We administer the Greek School Network Directory Service which currently contains more than 170,000 entries including school accounts for email and dialup access, teacher accounts and several student accounts (though this service is just starting). Services include email accounts, dialup access, web pages, VoIP and others. User administration is done through a feature-full web administration interface created by CTI at Patras. This administration interface includes powerful features like:
- Maintaining referential integrity for configurable attributes
- Maintaining attribute uniqueness
- Creating attributes based on the value of other attributes (to be exact any php function or expression may be used when computing attribute values which is even more powerful).
- Performing post operation tasks like creating user directories, sending welcome emails and so on.
Greek School Network is moving towards the e-school framework which apart from the currently available services includes:
- A web portal (sPortal) for student parents which allows them to view student data like missed classes and others
- A school administration platform which will move all school operations (student enrollment, classroom management, grading) to the electronic world.
These new services create new sources of information for the existing Directory Service. Parents will obtain accounts in the web portal while the school administration platform will create student accounts for all the Greek students. Allowing these services to administer these entries through plain LDAP poses some serious drawbacks:
- Each service only has knowledge of it’s own little world (and attributes). The sPortal for instance just needs to create simple parent username/password for access to the Portal. It is not concerned with the fact that the created account might also be entitled to email or VoIP access.
- There is no way to perform post operation tasks like creating user directories.
- Each service is given too much power over the Directory Service. There’s almost no control (apart from ACIs) of what is added to the directory and no constraints can be set on the incoming attribute values (ok you have that ability in latest OpenLDAP releases but you get my point).
The way we decided to overcome the above difficulties was by creating a web service interface around the already excisting user interface. The web service uses WSDL and SOAP over HTTP(S) to create a function interface to all abstract operations needed by the external services. Each time a parent has to be created in sPortal for instance the portal will call the CreateParent() functions with appropriate arguments. This function will perform all the necessary checks on the arguments and call the internal object creation function of the user administration interface. That way:
- We use the same function backend for both the user administration interface and the web services.
- Complete and configurable logging of all operations is available with much more detail than that provided in LDAP server logs.
- Referential integrity and attribute uniqueness is already available in the administration interface backend.
- Computed attributes values are available using any valid php function or expression for computing values. Something like Class of Service but with much more power and control.
- Pre and Post operation tasks can be performed through the backend (which can call outside scripts or other web services).
- All operations pass through a single point where we have complete control over what happens and by whom.

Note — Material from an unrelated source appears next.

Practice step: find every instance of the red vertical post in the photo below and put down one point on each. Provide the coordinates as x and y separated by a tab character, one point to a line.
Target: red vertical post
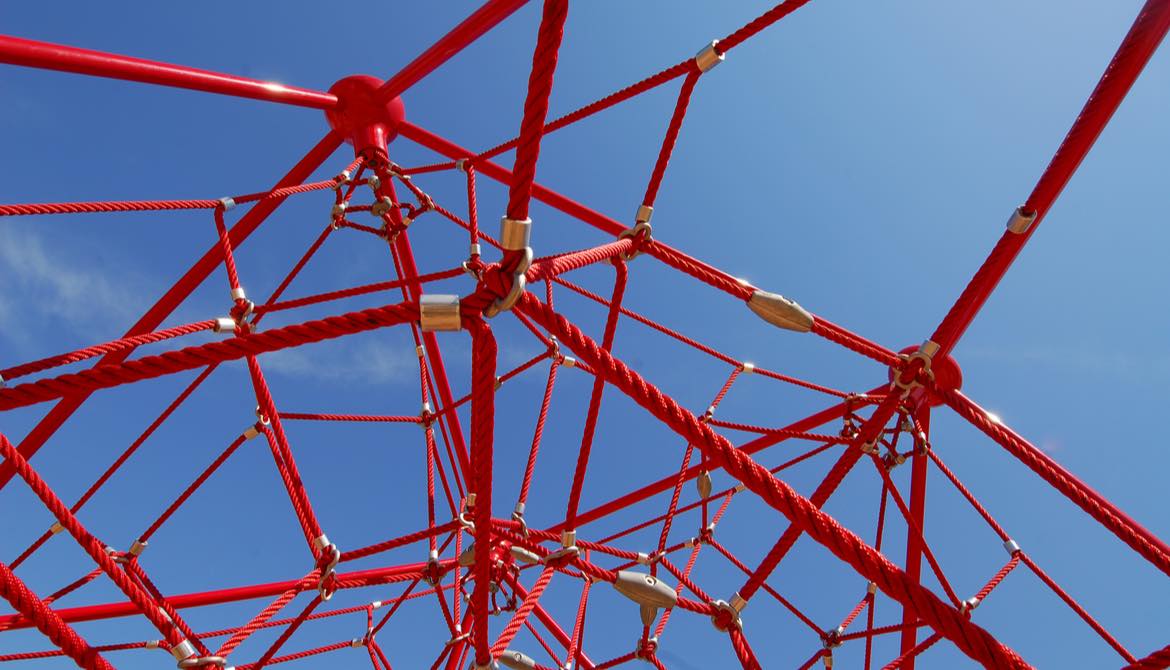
913	543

We can set constraints on attribute values and do extra checks on these values (for instance we can make sure that an incoming certificate actually belongs to the corresponding user entry).
- Outside services don’t need to have deep knowledge of our entry scheme. They just need to call already defined functions (with the minimum set of arguments) and the web services/backend handles the rest. We are free to change the entry scheme whenever we want, adding or removing computed and static attributes to the ones sent by the web service.
- We can impose our own entry expiration policy. The EntryDelete() web service function might end up just setting an active=false attribute inside the entry allowing us to decide when to actually delete the entry and/or perform any other tasks necessary.
Unfortunately, we cannot release the administration interface to the general public. We hope to be able to do that in the near future though since we have to create a web service interface like the one described above for the e-University project. In my opinion things are going to move to the realm of web services as far as writes are concerned. DSML is already available in most LDAP server offerings; creating a web service function interface around the actual LDAP operations is the next step forward in my vision. That is the vision of the XML Enabled Directory Internet draft. Although i believe that just translating LDAP operations to XML is not enough. In our case doing that would:
- Increase web service development time proportionally
- Negate some of the basic advantages of the current schema. Clients call abstract functions (ParentCreate(),ParentUpdate()) and don’t need to trouble themselves with the underlying database (LDAP), the semantics of LDAP operations or even the complete entry schema (they only need to provide basic user information, the rest, like creating objectclasses or produced attributes is handled by the underlying function interface).
Providing an inteligent backend/library in order for directory administrators to easily produce an abstract operation web services interface to their existing directory infrastructure for outside services is what i would like to have available in the end.